Building Event-Driven Microservices Ch 3-4, 2021-09-29

Discussions of the book https://learning.oreilly.com/library/view/building-event-driven-microservices/9781492057888/
Watch Recording

Chapters 3-4 Outline

Chapter 3: Communication and Data Contracts

Event-Driven Data Contracts
- Intro
  - data contract = data definition + triggering logic
- Using Explicit Schemas as Contracts
- Schema Definition Comments
- Full-Featured Schema Evolution
- Code Generator Support
- Breaking Schema Changes
Selecting an Event Format
Designing Events
- Tell the Truth, the Whole Truth, and Nothing but the Truth
- Use a Singular Event Definition per Stream
- Use the Narrowest Data Types
- Keep Events Single-Purpose
- Minimize the Size of Events
- Involve Prospective Consumers in the Event Design
- Avoid Events as Semaphores or Signals
Summary

Chapter 4: Integrating Event-Driven Architectures with Existing Systems

What Is Data Liberation?
- Compromises for Data Liberation
- Converting Liberated Data to Events
Data Liberation Patterns
Data Liberation Frameworks
Liberating Data by Query
- Bulk Loading
- Incremental Timestamp Loading
- Autoincrementing ID Loading
- Custom Querying
- Incremental Updating
- Benefits of Query-Based Updating
- Drawbacks of Query-Based Updating
Liberating Data Using Change-Data Capture Logs
- Benefits of Using Data Store Logs
- Drawbacks of Using Data Base Logs
Liberating Data Using Outbox Tables
- Performance Considerations
- Isolating Internal Data Models
- Ensuring Schema Compatibility
- Capturing Change-Data Using Triggers
Making Data Definition Changes to Data Sets Under Capture
- Handling After-the-Fact Data Definition Changes for the Query and CDC Log Patterns
- Handling Data Definition Changes for Change-Data Table Capture Patterns
Sinking Event Data to Data Stores
The Impacts of Sinking and Sourcing on a Business
Summary

Discussion Notes

Author strongly recommends schema management.

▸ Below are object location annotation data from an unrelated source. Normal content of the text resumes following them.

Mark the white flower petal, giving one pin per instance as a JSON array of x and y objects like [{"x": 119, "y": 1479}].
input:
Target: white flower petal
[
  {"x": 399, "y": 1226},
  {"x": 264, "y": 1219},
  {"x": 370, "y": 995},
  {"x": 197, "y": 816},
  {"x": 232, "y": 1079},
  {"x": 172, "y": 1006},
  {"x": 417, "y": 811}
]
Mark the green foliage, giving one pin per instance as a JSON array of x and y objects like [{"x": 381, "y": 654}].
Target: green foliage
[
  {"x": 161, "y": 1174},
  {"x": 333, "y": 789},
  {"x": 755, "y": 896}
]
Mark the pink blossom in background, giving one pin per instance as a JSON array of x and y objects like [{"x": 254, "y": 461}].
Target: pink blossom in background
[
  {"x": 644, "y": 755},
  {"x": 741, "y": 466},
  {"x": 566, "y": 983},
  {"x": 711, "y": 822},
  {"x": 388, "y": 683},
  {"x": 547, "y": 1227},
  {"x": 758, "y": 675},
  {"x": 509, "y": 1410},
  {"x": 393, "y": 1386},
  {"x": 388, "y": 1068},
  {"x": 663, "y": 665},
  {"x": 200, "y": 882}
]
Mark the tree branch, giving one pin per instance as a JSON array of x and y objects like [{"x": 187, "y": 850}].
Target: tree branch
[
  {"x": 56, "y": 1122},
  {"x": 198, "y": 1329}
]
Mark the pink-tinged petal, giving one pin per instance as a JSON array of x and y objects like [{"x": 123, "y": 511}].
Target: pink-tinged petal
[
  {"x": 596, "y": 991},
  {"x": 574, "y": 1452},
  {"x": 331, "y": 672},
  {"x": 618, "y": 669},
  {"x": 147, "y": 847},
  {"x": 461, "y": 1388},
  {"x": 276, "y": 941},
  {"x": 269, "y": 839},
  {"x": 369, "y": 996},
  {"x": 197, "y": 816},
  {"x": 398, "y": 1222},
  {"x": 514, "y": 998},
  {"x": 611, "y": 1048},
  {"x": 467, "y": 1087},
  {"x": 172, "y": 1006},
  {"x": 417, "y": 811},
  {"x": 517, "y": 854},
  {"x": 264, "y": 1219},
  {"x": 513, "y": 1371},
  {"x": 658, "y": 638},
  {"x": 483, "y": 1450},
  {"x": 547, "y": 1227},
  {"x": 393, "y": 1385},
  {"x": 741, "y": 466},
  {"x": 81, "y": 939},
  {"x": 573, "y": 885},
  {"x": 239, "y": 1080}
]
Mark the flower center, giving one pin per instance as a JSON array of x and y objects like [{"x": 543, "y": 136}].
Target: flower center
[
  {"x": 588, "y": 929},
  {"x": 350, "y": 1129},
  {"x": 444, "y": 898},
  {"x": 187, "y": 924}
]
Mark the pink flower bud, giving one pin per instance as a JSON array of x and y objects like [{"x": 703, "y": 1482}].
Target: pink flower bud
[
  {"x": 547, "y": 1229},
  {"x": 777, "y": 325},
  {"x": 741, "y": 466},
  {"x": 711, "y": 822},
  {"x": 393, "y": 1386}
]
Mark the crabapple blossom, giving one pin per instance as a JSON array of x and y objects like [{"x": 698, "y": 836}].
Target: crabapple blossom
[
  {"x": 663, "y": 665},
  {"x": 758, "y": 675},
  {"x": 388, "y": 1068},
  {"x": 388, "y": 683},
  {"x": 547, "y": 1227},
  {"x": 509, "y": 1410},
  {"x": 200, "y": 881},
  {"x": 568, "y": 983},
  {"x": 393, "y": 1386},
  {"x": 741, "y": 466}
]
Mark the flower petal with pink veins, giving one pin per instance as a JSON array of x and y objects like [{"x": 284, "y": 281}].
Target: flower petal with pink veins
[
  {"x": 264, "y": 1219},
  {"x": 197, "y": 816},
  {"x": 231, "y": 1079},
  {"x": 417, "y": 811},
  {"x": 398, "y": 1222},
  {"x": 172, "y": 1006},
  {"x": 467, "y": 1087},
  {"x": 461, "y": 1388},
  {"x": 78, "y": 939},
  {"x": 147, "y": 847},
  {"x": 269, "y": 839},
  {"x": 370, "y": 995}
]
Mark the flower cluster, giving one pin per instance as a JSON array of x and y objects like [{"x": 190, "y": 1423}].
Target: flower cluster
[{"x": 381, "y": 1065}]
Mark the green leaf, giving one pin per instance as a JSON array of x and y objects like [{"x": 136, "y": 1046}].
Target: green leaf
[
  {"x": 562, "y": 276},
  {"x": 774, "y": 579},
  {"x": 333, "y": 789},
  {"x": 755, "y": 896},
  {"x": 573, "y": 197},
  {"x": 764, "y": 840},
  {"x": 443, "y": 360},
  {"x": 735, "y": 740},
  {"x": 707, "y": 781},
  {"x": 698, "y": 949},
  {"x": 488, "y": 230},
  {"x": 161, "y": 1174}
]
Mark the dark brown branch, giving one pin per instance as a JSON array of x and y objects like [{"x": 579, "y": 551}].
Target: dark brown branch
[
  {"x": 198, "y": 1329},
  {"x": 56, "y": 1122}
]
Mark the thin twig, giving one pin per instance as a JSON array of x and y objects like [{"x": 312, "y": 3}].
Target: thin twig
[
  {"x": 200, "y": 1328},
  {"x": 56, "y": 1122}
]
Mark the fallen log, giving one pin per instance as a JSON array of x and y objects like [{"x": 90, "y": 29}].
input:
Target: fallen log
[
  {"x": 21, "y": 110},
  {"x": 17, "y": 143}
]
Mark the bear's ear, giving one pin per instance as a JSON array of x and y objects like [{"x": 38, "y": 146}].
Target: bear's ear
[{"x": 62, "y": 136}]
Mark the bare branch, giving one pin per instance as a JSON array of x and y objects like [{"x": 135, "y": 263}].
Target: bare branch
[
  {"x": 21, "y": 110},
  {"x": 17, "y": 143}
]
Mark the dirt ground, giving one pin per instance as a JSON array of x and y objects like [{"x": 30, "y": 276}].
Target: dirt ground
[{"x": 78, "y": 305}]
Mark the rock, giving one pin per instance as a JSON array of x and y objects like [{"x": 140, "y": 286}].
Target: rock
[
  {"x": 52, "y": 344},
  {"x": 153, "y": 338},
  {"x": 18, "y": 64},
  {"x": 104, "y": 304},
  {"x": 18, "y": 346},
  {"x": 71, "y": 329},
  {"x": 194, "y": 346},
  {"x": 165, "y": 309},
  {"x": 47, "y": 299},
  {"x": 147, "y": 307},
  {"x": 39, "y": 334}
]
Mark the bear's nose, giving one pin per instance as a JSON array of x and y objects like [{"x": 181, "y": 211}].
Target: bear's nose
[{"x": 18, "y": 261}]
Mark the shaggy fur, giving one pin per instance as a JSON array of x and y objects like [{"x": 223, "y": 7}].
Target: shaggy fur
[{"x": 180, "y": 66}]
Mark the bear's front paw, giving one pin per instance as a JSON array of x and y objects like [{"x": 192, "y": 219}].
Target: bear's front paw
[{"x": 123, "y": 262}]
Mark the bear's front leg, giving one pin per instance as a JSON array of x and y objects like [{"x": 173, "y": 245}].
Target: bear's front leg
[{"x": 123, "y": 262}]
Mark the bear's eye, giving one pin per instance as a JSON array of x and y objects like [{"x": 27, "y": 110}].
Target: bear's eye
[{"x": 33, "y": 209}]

How do we feel about schema management for events?
- It’s always gonna have a schema, it's a matter of how much you manage it.
- Formal schema management is a useful tool for doing this thoughtfully at scale.
- Where does schema management live?
  - Schema registry, holds schema and can be used to evaluate if new schema is compatible with existing schema.
  - Compatibility mode
    - Start with full and go from there.
    - Hard to imagine not having full compatibility if we want to have a large number of consumers.
      - Counterpoint: We could deprecate old versions of schema and communicate deadlines between producer team and consumer teams.
        This suggests another line of communication between various teams.
Design Section
- Many of the principals seemed to conflict.
  - One event definition per stream.
    - How do we handle CRUD? Separate streams so we have one for each action. That seems very heavy and we’d have to worry about ordering at the consumer.
  - The idea is to not overload your entity topics.
    - Let a thousand streams bloom but each stream should be one entity.
  - Where ordering matters, we may want to push away from one event per stream, to be able to reason about when events happened.
  - There’s pure click stream, entity streams, and there are things in between.
    - Eg. I need to take an action that I need to take when an enrollment occurs.
    - Eg. User used to pass and used to fail.
    - Some things may need be short cut by IDs so event sizes don’t blow up. The referenced IDs would be the key in entity events
- When mapping from tables to entities, how do you deal with ids and foreign keys?
  - Might have to be critical of what the domain concept is that you want to convey. This might be at odds with how it’s laid out in a relational database.
  - Be mindful of entities growing too big.
  - But also be careful about pushing a bunch of ids in a message and then seeing a bunch of call-backs to fetch the data of those IDs
The idea of redundancy is not really built into the messaging systems.
- Keeping track of what the context was of a change.
- Eg. Indicate what the enrollment mode was before the change and what it is after this event.
Do we want to keep entity events and subset of entity events?
- Sometimes you might not care about the underlying event but a meta concept on top of it.
  - Grade change vs pass a course.
Author is pushing Kafka
- Expectation is that it’s treated more akin to the SQL database behind an app.
- Commit to the data store as a core data store that can make high reliability guarantees.
- We don’t say what to do if the database falls out of sync.
Data Liberation
- Saying I’m going to entity stream everything, I don’t like encapsulation.
- By exposing all your internal RDBMS schema, change management can be very complex and schema management becomes more difficult.
- Things happen and you need to react to it is a core part of the business, the book provides many strategies but it’s up to you to build good events that give you enough context to take the correct business actions.